会社で義務化された笑顔の挨拶をしたのに何故注意を受けるのか? 合点がいかないと言う様子でまさにフリーズしてしまいました。
「君はその一見素晴らしい笑顔を家に戻りご両親にもそう接しているのですか?」
と言う問いに対して、「はい、そうしています」と答える者は皆無です。
企業側がそれを必要と見込み、社員に接客の手法を義務付けることはごく普通に行われていることです。今ではそれがスタンダードになりつつあります。
しかし何故それが必要なのかをきちんと教えることができる上司の数が足りません。そもそもパチンコをしにきているお客さんに笑顔は必要なのか、と言う問いかけから始めるべきです。
会社の規定では笑顔での挨拶は既に決まっている事項ですが、笑顔が何故必要なのかを考えさせないと、また伝えないとその行動に含まれる意義が半減してしまいます。

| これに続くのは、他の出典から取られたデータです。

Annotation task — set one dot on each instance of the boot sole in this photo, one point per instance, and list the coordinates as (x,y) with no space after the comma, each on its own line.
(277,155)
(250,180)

私の授業は「本音の授業」だと口癖のように言い伝えます。
だから綺麗事はやめてほしい。釘が好きか? 仕事は楽しいか? 会社はどうか? 取り止めのない質問への答えはまさに綺麗事のオンパレードから始まります。それは充分に想定していますから、「それが本音ですか」と意地悪な問いかけを続けるのです。
本音であるはずがありません。みんなきちんとした社会人を気取って仕事をしているわけですから、常識を覆すような答えを言ってはいけないと自然に思っています。まずそこに問題があるのです。
企業がこのように上辺だけの躾をして社員が何も考えずにそれを順守する。それが顧客にとって有益であれば何も問題はないのですが、さほどでもない場合根本的に見直さなければなりません。何せその教育には莫大な時間とお金、つまり会社の資源を注ぎ込んでいるわけですから、増収増益を果たすと言う観点からすれば大問題だと捉えるべきでしょう。
では何故笑顔が良いのか、です。
それは店で取り扱う商品を顧客に使っていただく際、または購入していただく際に仏頂面より笑顔の方が単純に良いからだと私は解釈します。
ケーキ屋さんの販売員さんもパチンコホールの店員さんも同じです。「ものをつくる人」と「ものを買う人」をつなぐ役目を担う「ものを売る人」。だから皆さんの存在が、笑顔が必要なのです、と「ものをつくる人」がその意味を伝えず笑顔というやり方だけを押し付けるのはナンセンスです。
最後に「一生懸命良いものを作ったから皆さんも一生懸命売ってください。よろしくお願いします」と伝えれば尚のことよろしいのではないでしょうか。